USAAIO 2024 R1 · Problem 5 · Word embeddings & sentence classification [reconstructed]
Contest: 2024 USA-NA-AIO Round 1 · Round: Round 1 (online) · Category: NLP / word embeddings.
Official sources: usaaio.org/past-problems · USAAIO syllabus.
1. Problem restatement
Multi-part: explain the skip-gram objective; train word2vec-style embeddings on a supplied corpus (or use pre-trained GloVe vectors); build sentence representations by mean-pooling token embeddings; classify sentences with a small MLP; analyse cosine similarities between learned word vectors; discuss limitations vs contextual embeddings.
2. What's being tested
- Skip-gram math. The negative-sampling loss as a binary classification.
- Vector geometry. Cosine similarity, word analogies (
king − man + woman ≈ queen). - Sentence representation. Mean-pooling vs sum-pooling vs first-token.
- Limits of static embeddings. Polysemy ("bank"), out-of-vocab handling.
3. Data exploration / setup
import pandas as pd
df = pd.read_csv("sentiment.csv") # text, label
print(df.label.value_counts())
print(df.text.str.split().str.len().describe())
4. Baseline approach
Quickest path: load GloVe (50d or 100d) vectors, mean-pool, train LogReg on top.
import numpy as np
glove = {}
for line in open("glove.6B.50d.txt"):
p = line.split()
glove[p[0]] = np.array(p[1:], dtype=float)
def sent_vec(text, d=50):
vecs = [glove[w] for w in text.lower().split() if w in glove]
return np.mean(vecs, axis=0) if vecs else np.zeros(d)
E = np.stack([sent_vec(t) for t in df.text])
y = df.label.values
from sklearn.linear_model import LogisticRegression
from sklearn.model_selection import cross_val_score
print(cross_val_score(LogisticRegression(C=4.0, max_iter=2000), E, y, cv=5, scoring="f1_macro").mean())
5. Improvements that move the needle
5.1 · Train embeddings on the task corpus
GloVe is pre-trained on Wikipedia; in-domain embeddings learned on the task corpus often outperform
on small classification problems. Use gensim Word2Vec with skip-gram + negative
sampling.
5.2 · TF-IDF weighted pooling
Mean-pooling treats stopwords ("the", "a") equally with content words. Weight by IDF: rare words get higher weight. Often +2–3 macro-F1.
5.3 · Concatenate features
Concatenate (mean embedding, max embedding, TF-IDF-weighted embedding). Three views of the same sentence each carrying different signal.
5.4 · Small MLP head
Swap LogReg for a 2-layer MLP with dropout. Mostly helps when the dataset is > 10k rows.
5.5 · Discuss contextual alternatives
Write a paragraph on what static embeddings get wrong (polysemy, syntax). Mention that frozen-BERT [CLS] embeddings or sentence-transformers would address it. Earns reasoning points.

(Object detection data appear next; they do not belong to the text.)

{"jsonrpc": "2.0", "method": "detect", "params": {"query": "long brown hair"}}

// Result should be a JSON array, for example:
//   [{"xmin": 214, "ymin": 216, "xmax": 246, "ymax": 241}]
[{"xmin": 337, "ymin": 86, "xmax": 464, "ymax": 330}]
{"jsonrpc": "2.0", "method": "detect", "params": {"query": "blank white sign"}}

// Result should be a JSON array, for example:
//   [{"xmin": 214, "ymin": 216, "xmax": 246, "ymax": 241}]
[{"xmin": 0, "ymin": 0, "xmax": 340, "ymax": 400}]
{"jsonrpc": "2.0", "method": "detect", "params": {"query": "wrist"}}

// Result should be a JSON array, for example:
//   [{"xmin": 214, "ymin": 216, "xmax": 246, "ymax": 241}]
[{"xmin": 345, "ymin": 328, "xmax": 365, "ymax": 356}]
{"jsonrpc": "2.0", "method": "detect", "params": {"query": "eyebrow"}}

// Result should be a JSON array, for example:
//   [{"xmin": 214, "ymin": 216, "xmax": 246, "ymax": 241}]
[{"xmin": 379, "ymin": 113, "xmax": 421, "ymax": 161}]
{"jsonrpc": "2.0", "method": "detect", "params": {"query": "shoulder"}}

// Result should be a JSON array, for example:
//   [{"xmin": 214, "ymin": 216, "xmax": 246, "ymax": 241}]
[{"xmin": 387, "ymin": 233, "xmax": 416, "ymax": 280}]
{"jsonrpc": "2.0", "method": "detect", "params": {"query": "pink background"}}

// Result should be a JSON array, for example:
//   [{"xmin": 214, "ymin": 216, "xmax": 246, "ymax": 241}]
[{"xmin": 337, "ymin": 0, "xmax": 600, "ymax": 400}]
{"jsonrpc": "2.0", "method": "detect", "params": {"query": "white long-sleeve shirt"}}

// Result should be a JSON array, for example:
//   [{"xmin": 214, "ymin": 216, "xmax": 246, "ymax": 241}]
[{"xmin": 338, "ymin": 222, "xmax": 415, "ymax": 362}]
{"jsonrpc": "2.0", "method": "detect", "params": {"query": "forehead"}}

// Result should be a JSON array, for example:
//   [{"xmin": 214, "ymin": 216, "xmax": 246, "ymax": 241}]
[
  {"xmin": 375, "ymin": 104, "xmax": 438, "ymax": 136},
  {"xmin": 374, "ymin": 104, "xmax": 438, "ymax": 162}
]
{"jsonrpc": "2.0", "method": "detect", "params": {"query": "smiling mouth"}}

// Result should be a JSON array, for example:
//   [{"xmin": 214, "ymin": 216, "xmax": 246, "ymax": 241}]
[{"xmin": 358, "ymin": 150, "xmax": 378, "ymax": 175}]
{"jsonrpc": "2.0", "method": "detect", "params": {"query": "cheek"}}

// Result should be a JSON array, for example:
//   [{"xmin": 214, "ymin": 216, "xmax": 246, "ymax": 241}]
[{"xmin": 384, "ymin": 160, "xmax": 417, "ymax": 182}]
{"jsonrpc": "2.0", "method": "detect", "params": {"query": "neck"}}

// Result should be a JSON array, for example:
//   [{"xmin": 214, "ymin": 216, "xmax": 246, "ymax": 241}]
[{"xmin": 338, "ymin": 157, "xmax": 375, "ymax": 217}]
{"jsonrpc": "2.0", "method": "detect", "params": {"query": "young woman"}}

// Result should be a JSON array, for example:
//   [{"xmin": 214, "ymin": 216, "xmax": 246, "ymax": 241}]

6. Submission format & gotchas
- Lowercase + simple tokenisation before GloVe lookup, or you'll miss most matches.
- OOV words: skip rather than zero — zero-vectors pull the mean toward origin.
- For the skip-gram math part, write the loss explicitly:
L = −log σ(v_c · v_w) − Σ_neg log σ(−v_n · v_w). - Cosine, not Euclidean, for word similarity.
7. What top solutions did
[reconstructed] Full-marks pattern: skip-gram explanation with the negative-sampling loss; in-domain word2vec training; TF-IDF-weighted pooling; analogy demo (king/queen); discussion of what contextual embeddings would buy you.
8. Drill
D · Why does negative sampling speed up skip-gram vs full softmax?
Full softmax requires normalising over the entire vocabulary V at every step — O(V) per word per training pair. Negative sampling replaces the V-way softmax with K binary-classification problems (true context vs K random non-contexts), so the cost is O(K) per pair with K=5–20 typical. For V=50,000 and K=10, the speedup is 5,000×. The trade-off: negative sampling optimises a slightly different objective, but in practice the learned vectors are comparable for downstream tasks.
D2 · Your sentiment classifier with GloVe scores 75 macro-F1. The training data has 1000 rows. Why might a sentence-transformer beat this by 10 points?
Three reasons. (1) Sentence-transformers are pre-trained on hundreds of millions of pairs with a contrastive objective, so the embedding space is task-aware in a way static word vectors aren't. (2) They produce a single sentence vector by mean-pooling contextual token outputs; mean-pooling static word vectors loses word-order and disambiguation signal. (3) The pre-training already saw the sentiment-relevant vocabulary in many contexts. For 1k rows, this transfer is the bulk of the lift. The trade-off is inference latency: a transformer pass is 10–100× slower than a GloVe lookup.